Introduction to PolyBase in SQL Server 2016

By: Edwin Sarmiento | Comments (2) | Related: 1 | 2 | More > Big Data

Problem

In a previous tip on SQL Server 2016 Features in CTP2, one of the new features introduced was PolyBase. Our organization is thinking of deploying Big Data solutions running on the Apache Hadoop platform and I wanted to know how I can use PolyBase to perform data analysis.

Solution

As a side effect of decreasing storage cost, data is no longer deleted, but rather archived for analytical purposes. So, whether we like it or not, we SQL Server professionals need to embrace the reality that Big Data and Hadoop solutions are here to stay and that we will eventually be required to work with them as part of our day-to-day responsibilities.

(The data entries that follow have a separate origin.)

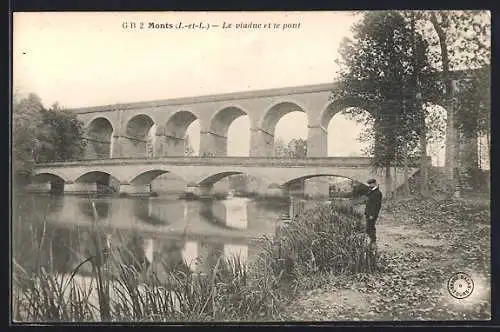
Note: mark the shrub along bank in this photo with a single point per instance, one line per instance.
(321, 239)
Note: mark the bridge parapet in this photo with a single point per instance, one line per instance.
(226, 161)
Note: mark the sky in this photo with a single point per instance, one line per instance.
(89, 59)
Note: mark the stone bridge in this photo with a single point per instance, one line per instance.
(158, 128)
(134, 176)
(129, 145)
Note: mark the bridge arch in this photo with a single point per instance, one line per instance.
(338, 105)
(175, 133)
(145, 178)
(219, 128)
(274, 113)
(99, 136)
(47, 177)
(140, 133)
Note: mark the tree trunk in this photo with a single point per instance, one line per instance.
(424, 178)
(395, 183)
(451, 133)
(406, 177)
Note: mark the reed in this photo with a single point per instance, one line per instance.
(120, 288)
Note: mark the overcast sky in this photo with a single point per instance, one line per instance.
(87, 59)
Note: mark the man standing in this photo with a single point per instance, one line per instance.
(372, 208)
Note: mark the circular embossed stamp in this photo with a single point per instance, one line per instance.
(460, 285)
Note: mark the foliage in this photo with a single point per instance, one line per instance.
(325, 238)
(188, 148)
(221, 288)
(296, 148)
(380, 67)
(461, 40)
(26, 117)
(42, 135)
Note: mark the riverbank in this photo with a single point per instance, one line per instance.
(422, 243)
(317, 267)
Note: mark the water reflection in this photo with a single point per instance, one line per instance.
(249, 218)
(159, 233)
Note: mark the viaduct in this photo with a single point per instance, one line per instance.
(120, 153)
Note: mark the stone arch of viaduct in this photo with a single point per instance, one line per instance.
(135, 176)
(120, 131)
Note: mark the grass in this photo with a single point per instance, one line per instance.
(322, 239)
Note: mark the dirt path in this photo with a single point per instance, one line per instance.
(417, 263)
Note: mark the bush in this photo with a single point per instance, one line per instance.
(325, 238)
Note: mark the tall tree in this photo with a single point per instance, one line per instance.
(380, 66)
(26, 116)
(40, 135)
(297, 148)
(60, 136)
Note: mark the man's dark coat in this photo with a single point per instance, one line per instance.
(374, 203)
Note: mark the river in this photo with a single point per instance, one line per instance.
(165, 232)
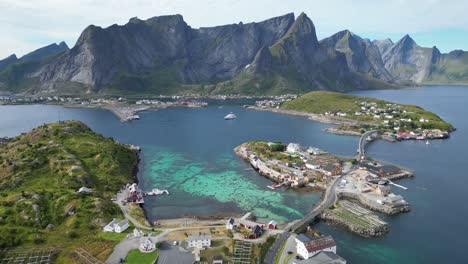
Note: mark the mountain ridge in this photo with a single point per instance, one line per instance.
(165, 55)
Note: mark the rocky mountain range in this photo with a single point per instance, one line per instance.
(164, 55)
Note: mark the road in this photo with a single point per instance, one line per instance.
(328, 199)
(362, 143)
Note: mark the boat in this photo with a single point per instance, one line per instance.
(230, 116)
(157, 192)
(134, 117)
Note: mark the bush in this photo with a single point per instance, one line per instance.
(73, 234)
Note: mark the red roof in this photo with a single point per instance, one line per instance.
(320, 244)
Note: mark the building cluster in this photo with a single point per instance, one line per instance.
(316, 250)
(178, 102)
(394, 118)
(116, 226)
(134, 194)
(372, 181)
(198, 242)
(275, 102)
(310, 165)
(256, 229)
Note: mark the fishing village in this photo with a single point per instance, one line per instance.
(362, 183)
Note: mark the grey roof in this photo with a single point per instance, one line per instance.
(322, 258)
(389, 168)
(330, 167)
(200, 236)
(123, 223)
(303, 238)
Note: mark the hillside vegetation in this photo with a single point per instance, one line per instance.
(346, 106)
(40, 174)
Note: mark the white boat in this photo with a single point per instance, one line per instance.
(230, 116)
(157, 192)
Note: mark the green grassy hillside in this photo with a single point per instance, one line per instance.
(322, 102)
(40, 174)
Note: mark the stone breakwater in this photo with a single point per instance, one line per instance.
(389, 209)
(356, 219)
(312, 116)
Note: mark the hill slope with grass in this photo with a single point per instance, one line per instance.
(40, 174)
(351, 107)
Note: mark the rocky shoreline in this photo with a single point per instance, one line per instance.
(366, 225)
(311, 116)
(383, 208)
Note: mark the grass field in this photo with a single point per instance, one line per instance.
(136, 257)
(322, 102)
(40, 174)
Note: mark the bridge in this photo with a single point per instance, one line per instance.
(328, 199)
(363, 142)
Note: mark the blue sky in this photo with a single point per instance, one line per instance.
(28, 24)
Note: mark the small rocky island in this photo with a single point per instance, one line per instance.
(361, 186)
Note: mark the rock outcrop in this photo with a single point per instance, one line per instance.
(362, 56)
(164, 55)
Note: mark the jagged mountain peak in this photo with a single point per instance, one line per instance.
(12, 56)
(406, 42)
(7, 61)
(46, 51)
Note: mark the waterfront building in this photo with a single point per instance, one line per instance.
(200, 241)
(307, 247)
(148, 244)
(138, 233)
(257, 232)
(272, 224)
(230, 224)
(332, 169)
(383, 190)
(295, 148)
(85, 190)
(218, 260)
(110, 227)
(323, 257)
(121, 226)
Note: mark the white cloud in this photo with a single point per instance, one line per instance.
(30, 24)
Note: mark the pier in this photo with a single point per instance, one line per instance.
(363, 142)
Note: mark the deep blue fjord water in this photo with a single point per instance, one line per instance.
(189, 152)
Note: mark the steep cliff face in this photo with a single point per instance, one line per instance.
(451, 68)
(17, 75)
(362, 56)
(407, 61)
(143, 53)
(383, 44)
(7, 61)
(46, 51)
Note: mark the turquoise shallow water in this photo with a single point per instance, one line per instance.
(220, 181)
(189, 152)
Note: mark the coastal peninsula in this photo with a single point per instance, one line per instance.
(355, 114)
(357, 183)
(56, 186)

One of the features introduced in SQL Server 2016 is PolyBase. Historically, PolyBase is really not a new feature. It was first introduced in Microsoft's massive parallel processing (MPP) appliance called SQL Server Parallel Data Warehouse (PDW.) PDW was originally from Microsoft's acquisition of DATAllegro - a company that specialized in data warehousing appliances that rival that of Netezza.

When PDW was first introduced, it ran an MPP version of SQL Server 2008 R2. The goal of PolyBase is to make interacting with unstructured, semi-structured and non-relational data stored in Hadoop as easy as writing Transact-SQL statements.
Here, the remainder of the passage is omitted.